Jos Verstappen reckons his son Max would have been just as good as he is today racing the more physical cars of the late 90s and early 2000s.
The Red Bull driver's father competed in F1 between 1994 and 2003, when the sport's V8 and V10-powered machines were designed to a basic level of sophistication.
Smaller, lighter and nimbler than today's ultra-complex hybrid cars, F1's chargers back then were not as fast as their present-day counterparts, but they nevertheless required a lot of muscle.
Speaking to former F1 rival David Coulthard in an interview for sponsor CarNext, Jos Verstappen was asked how his son would have fared in a high-strung machine from his and the Scot's era.
"It was definitely more physical, for your arms and things like that," Verstappen Sr. said.

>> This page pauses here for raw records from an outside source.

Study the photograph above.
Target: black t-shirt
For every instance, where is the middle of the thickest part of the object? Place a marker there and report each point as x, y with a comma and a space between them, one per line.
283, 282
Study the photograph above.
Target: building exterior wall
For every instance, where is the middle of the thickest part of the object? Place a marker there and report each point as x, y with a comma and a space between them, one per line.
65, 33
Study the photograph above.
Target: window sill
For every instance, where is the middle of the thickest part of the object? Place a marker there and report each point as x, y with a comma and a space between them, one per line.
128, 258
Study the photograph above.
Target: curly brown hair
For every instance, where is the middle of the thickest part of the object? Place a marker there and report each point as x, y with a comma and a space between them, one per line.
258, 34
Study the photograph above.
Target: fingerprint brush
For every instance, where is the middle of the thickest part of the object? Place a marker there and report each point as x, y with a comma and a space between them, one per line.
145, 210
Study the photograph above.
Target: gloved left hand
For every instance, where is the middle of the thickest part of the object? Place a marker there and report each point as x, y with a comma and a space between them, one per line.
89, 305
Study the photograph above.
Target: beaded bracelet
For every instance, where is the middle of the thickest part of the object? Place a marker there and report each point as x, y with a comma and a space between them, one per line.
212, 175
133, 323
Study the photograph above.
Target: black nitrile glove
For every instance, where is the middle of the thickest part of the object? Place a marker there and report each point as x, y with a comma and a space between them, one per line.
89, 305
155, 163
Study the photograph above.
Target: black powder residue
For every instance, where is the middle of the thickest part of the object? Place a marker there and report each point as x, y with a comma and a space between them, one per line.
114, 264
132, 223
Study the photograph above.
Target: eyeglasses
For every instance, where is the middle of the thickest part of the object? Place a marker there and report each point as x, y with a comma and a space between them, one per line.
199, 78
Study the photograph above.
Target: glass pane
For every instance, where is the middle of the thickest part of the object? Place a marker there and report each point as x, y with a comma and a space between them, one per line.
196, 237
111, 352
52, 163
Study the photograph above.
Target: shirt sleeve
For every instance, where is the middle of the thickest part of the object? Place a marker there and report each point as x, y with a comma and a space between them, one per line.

"I think they were more nervous. We were fighting the car more, also because I think they were not so balanced in those days. Definitely more challenging in our time, it was tougher.
"But the G-forces they do today are higher than in our time. But knowing him [Max], I think he would have adapted to the cars of our time."
Verstappen Jr. admitted it was a difficult question to answer, but the 23-year-old believes skills and talent can be transposed when genuine.
"To be honest, I think if you're good you can adapt to any car," said Max. "If it's a Formula 1 car or a GT car, you just have to adapt to the situation.
"And even now, when I started in 2015 to the car we have now, It's quite different. Also, the way you were driving it was quite different. You adjust yourself to it hopefully."
Coulthard suggested that the cars from yesteryear were also more difficult to race, or at least required more force and endurance compared to today's generation of racers.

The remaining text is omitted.